Pionnière des ateliers d'écriture en France, Élisabeth Bing ne propose pas ici de « méthode » pour faire des ateliers. Elle préfère mettre en acte dans son écriture les principes anti-scolaires qui sont à la base des ateliers d'écriture : refuser l'écriture rationnelle et prétendument scientifique (scolaire) pour une quête de soi dans l'écriture. le but du livre n'est pas de décrire scientifiquement des techniques pédagogiques, mais de faire de cette expérience un sujet d'écriture créative en soi, errance questionnante sur l'enseignement, sur l'écriture et ses représentations, de soi, de l'enfant, sur les blocages et les possibilités d'écrire le monde avec des mots imposés…

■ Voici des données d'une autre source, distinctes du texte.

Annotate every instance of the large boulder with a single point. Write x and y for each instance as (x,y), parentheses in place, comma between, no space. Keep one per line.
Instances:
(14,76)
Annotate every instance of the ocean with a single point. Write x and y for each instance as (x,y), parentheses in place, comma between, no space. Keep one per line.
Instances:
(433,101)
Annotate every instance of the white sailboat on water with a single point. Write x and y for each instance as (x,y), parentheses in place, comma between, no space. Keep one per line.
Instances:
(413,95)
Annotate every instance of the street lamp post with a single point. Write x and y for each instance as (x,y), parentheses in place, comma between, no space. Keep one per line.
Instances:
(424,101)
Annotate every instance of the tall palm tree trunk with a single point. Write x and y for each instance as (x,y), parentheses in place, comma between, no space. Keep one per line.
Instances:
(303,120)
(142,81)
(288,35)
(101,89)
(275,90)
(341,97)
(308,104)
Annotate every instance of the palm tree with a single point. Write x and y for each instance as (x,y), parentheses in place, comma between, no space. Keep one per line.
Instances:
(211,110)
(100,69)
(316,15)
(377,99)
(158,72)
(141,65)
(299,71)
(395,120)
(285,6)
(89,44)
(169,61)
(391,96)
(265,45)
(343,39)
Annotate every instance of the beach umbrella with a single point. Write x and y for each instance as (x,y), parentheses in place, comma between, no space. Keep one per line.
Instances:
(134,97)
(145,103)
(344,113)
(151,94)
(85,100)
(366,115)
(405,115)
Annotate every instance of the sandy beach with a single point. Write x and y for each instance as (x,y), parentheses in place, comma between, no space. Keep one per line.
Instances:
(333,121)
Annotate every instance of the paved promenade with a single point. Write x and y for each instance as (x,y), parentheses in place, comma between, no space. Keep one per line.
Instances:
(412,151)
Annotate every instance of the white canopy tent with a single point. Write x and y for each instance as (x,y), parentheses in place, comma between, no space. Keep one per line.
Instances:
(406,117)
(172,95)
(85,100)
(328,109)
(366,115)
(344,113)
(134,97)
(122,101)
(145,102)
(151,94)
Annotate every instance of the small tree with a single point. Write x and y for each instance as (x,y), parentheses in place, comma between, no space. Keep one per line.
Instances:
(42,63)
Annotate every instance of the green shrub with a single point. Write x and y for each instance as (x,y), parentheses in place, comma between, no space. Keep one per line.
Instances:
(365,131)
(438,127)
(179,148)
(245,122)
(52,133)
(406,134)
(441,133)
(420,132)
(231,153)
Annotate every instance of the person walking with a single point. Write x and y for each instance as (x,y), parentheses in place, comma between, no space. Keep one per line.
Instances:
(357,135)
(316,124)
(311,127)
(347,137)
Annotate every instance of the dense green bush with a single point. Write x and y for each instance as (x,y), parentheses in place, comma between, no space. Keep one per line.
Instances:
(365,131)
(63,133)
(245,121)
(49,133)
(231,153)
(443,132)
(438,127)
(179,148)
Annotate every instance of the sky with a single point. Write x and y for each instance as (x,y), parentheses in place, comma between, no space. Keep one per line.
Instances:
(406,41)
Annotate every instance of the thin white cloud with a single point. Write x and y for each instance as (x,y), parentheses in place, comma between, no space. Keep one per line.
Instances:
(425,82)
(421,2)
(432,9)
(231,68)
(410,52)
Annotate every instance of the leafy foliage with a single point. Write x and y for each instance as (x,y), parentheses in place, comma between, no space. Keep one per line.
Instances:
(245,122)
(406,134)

Lorsqu'elle propose un sujet libre à ses élèves, Élisabeth Bing se rend compte du piège de cette prétendue « liberté ». Habitués à répéter au professeur ce qu'il a énoncé pour éviter les erreurs, ses élèves ne lui présentent que des platitudes et clichés, à l'opposé d'une écriture libre. Pour de nombreux élèves, l'obstacle principal au plaisir de l'écriture n'est pas la faiblesse des compétences en écriture/lecture, mais au contraire la trop grande emprise d'une langue scolaire et de ses normes, qui, au lieu d'être un outil pour apprendre, réfléchir et s'exprimer - pour transcoder leur parole -, ne leur paraît être qu'un obstacle, une matière rigide et inexpressive, sans saveur… une espèce de corset désagréable et démodé. Bing parle de "torture" quant à l'exigence de respect des normes écrites françaises. On parle plus couramment d'« insécurité linguistique » pour qualifier cette obsession bien française des normes orthographiques, grammaticales ou lexicales (on dit pas... on dit... !), obsession qui exerce une pression terrible sur tout scripteur en difficulté, source d'inhibitions, d'auto-censure, de malaise et de dégoût de l'écrit…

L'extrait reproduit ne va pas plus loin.